Este año ha sacado a la calle Número cero, una
sátira ambientada en la Italia de 1992, donde un empresario parecido a
Berlusconi pone en marcha un periódico que no se publica, solo cierra
números cero, con la intención de traficar con la información y
conquistar espacios de poder.
¿Cómo era su padre, professore?
Era el director de una empresa que vendía
hierro y bañeras. Combatió en todas las guerras: la del 14-18, luego lo
enviaron al frente de Libia, y en la Segunda Guerra Mundial. No tuvo una
vida fácil.
¿Qué influencia tuvo en su vocación de escritor?
Era hijo de un tipógrafo, y yo he puesto en mi
última novela nombres de familias tipográficas a los personajes. Mi
padre tuvo 12 hermanos, no podían comprarse libros, y se iba a los
quioscos a leer los fascículos de las novelas por entregas, hasta que el
quiosquero lo echaba, se iba a otro quiosco y allí leía otro trozo.
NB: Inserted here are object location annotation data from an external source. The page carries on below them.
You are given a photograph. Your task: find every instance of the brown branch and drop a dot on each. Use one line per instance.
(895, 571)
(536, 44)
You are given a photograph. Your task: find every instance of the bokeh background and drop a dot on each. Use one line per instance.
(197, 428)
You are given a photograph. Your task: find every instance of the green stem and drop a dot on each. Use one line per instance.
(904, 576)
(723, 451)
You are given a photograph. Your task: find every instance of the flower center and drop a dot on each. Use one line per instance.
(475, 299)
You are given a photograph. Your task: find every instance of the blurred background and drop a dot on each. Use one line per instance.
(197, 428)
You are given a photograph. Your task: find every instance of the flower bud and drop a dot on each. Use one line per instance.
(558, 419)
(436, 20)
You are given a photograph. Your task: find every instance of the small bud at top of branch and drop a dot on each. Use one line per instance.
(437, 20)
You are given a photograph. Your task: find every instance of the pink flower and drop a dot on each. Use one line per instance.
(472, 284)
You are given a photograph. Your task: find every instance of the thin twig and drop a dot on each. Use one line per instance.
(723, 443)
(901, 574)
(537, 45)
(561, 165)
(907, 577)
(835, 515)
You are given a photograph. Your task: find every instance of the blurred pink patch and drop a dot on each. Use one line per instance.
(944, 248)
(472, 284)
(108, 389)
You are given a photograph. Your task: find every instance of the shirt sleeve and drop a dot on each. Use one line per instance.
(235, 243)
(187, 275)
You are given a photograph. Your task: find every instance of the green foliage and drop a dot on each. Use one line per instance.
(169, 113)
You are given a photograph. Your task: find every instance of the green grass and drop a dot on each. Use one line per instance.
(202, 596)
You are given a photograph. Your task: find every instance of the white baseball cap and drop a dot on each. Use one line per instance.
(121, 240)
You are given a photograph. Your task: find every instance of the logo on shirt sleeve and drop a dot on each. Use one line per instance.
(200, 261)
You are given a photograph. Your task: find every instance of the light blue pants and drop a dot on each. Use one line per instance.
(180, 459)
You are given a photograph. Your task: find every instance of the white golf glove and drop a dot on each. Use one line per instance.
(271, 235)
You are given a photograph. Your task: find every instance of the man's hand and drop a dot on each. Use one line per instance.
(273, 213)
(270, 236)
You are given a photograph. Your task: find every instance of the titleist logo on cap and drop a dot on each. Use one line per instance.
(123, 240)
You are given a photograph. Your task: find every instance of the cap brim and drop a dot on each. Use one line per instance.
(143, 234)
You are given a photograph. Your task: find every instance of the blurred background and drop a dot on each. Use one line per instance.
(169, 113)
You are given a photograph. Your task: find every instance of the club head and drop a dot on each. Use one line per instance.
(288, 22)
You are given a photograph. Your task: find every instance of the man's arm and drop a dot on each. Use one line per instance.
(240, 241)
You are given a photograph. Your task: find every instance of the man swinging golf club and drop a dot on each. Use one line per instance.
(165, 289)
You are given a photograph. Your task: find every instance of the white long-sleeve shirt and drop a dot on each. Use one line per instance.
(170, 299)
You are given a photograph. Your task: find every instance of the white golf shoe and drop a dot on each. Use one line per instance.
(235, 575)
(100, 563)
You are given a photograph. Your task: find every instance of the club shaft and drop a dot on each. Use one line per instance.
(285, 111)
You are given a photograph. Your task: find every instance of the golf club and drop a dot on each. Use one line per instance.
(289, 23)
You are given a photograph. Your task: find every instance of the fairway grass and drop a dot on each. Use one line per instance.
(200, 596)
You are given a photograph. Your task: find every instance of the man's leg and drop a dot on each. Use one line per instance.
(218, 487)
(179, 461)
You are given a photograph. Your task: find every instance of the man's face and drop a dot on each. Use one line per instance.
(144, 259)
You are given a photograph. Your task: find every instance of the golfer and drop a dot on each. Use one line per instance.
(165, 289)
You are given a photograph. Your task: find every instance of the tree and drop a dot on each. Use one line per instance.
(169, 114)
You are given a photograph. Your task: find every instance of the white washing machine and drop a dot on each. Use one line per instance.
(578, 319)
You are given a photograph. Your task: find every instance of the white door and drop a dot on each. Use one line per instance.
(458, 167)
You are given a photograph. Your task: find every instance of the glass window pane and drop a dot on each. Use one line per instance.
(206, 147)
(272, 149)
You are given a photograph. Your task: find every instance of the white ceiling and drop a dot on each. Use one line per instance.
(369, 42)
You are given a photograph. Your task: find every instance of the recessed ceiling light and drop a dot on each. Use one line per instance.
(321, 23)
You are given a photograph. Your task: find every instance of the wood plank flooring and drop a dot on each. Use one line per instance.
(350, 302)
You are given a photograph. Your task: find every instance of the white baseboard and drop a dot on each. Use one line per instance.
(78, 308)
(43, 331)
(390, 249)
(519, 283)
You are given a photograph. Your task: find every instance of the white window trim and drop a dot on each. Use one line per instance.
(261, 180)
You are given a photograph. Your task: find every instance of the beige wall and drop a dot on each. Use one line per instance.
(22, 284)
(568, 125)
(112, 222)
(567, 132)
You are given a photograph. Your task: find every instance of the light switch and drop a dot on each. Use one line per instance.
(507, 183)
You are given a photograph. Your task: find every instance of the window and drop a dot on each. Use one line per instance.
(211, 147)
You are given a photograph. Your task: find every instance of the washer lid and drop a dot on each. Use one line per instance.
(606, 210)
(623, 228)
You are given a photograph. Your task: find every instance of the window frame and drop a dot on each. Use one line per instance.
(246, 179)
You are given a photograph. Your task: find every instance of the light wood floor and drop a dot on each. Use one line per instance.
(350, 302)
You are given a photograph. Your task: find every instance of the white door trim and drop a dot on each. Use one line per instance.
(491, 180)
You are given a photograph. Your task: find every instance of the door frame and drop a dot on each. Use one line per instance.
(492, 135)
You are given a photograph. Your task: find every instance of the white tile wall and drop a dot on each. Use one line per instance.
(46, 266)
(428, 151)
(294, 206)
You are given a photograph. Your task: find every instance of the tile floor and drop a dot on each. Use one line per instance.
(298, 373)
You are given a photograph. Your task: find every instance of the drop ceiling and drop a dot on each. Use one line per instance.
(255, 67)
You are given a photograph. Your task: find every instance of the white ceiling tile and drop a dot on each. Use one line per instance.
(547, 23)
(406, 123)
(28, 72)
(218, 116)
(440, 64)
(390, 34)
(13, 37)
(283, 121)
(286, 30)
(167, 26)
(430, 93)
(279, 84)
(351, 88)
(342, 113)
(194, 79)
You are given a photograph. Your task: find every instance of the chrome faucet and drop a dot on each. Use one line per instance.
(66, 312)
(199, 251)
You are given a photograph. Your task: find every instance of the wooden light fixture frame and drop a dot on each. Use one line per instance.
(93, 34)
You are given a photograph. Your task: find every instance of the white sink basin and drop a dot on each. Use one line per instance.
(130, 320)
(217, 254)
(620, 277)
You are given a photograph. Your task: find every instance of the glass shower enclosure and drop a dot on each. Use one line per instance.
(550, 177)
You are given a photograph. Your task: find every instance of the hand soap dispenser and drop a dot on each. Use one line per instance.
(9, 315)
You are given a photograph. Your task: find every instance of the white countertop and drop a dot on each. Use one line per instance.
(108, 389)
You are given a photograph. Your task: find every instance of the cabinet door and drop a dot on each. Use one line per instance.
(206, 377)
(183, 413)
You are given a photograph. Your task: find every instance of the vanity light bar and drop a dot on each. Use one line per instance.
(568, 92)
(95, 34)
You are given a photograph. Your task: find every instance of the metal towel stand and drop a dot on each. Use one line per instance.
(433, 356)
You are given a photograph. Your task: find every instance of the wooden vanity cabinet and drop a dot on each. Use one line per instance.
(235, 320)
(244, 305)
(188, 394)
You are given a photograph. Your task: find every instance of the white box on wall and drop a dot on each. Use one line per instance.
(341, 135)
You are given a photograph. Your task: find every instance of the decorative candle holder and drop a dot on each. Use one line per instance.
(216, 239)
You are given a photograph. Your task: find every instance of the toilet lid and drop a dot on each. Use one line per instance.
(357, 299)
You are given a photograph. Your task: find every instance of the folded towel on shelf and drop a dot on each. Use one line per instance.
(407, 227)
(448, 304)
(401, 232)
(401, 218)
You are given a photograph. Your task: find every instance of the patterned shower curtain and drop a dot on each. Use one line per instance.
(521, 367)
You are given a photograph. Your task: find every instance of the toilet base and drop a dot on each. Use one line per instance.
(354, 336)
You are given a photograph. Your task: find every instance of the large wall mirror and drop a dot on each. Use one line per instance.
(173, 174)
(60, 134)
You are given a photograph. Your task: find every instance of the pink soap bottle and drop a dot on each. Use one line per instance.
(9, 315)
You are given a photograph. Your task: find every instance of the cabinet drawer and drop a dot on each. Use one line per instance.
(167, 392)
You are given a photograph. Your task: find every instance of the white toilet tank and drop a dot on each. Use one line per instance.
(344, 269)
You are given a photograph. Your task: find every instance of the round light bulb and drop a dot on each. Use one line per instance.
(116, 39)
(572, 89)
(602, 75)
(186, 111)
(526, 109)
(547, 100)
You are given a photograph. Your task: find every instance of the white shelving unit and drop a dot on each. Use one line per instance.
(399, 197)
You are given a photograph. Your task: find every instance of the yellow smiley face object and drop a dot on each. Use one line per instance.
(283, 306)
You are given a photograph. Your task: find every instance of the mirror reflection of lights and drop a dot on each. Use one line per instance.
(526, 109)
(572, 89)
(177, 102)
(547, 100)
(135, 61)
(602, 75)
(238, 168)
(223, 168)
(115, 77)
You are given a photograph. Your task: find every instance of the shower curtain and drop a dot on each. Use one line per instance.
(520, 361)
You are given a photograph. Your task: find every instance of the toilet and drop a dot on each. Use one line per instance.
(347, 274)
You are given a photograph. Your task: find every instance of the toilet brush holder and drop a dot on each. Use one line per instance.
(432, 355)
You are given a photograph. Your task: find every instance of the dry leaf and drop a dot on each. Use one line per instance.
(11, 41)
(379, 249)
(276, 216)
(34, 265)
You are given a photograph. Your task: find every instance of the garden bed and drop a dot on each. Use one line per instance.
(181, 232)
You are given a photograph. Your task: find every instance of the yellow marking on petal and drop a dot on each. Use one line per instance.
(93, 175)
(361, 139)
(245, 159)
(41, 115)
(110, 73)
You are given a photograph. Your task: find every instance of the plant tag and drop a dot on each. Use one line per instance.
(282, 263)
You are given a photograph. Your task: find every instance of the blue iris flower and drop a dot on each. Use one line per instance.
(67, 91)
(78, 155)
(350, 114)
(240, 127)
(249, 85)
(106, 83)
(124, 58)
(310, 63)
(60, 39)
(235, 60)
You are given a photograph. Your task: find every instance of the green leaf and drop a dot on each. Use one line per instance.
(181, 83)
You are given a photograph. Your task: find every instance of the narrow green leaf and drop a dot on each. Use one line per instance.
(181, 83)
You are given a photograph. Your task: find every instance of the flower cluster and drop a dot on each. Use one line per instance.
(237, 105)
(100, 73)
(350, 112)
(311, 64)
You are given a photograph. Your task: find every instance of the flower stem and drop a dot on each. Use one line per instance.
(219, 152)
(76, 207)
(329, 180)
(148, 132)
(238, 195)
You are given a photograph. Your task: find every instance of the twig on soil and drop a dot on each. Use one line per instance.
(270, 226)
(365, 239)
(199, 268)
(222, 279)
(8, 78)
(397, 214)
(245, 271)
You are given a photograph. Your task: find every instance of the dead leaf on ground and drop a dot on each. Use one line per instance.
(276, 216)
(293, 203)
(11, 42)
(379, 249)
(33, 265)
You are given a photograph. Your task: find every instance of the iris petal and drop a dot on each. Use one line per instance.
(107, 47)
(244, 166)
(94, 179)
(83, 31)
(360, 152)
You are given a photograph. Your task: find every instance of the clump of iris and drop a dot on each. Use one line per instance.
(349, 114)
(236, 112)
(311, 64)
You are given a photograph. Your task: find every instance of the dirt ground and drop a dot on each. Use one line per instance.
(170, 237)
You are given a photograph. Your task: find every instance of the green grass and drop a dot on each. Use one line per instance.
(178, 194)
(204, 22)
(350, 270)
Colecciono aún libros impresos por mi abuelo. Yo leía en su casa,
recuerdo Los tres mosqueteros de Dumas, ilustrado por Maurice Leloir.
Cuando murió, se le quedaron muchos
manuscritos por editar en una caja, novelas populares a las que nadie
hizo caso. Esa caja terminó en el almacén de mi familia y yo a los 8 o
10 años devoré esos manuscritos, eran aventuras fantásticas. La otra
influencia fue mi abuela materna, una mujer que no tenía educación, tal
vez la primaria, pero sí una pasión increíble por la lectura, se iba a
las bibliotecas y siempre tenía un montón de novelas en casa. Leía
Balzac o Stendhal como si fueran una novela rosa, sin sentido crítico,
pero me prestaba esos libros y yo me sumergía en la gran novela francesa
a los 12 años.
¿Y su madre?
Mi madre leía revistas, cuentos de las
revistas femeninas… Leyó Madame Bovary, de vez en cuando aceptaba esos
libros. Pero la verdad es que yo no crecí en una casa rodeada de libros.
Ahora, esta tarde, viene mi nieta, que tiene 14 meses, y ella ya podrá
decir otra cosa, porque se pone a jugar con mis incunables.
De niño, fue feliz ¿a pesar de la guerra?
Siempre tienes la nostalgia de la infancia. La
mía es la de aquellas noches en los refugios antibombardeos, en un
sótano muy oscuro y húmedo, fuera se escuchaban las bombas. Nos
despertaban en casa a las tres de la madrugdaa y nos llevaban abajo
rápidamente, los padres estaban asustados mientras los niños jugábamos.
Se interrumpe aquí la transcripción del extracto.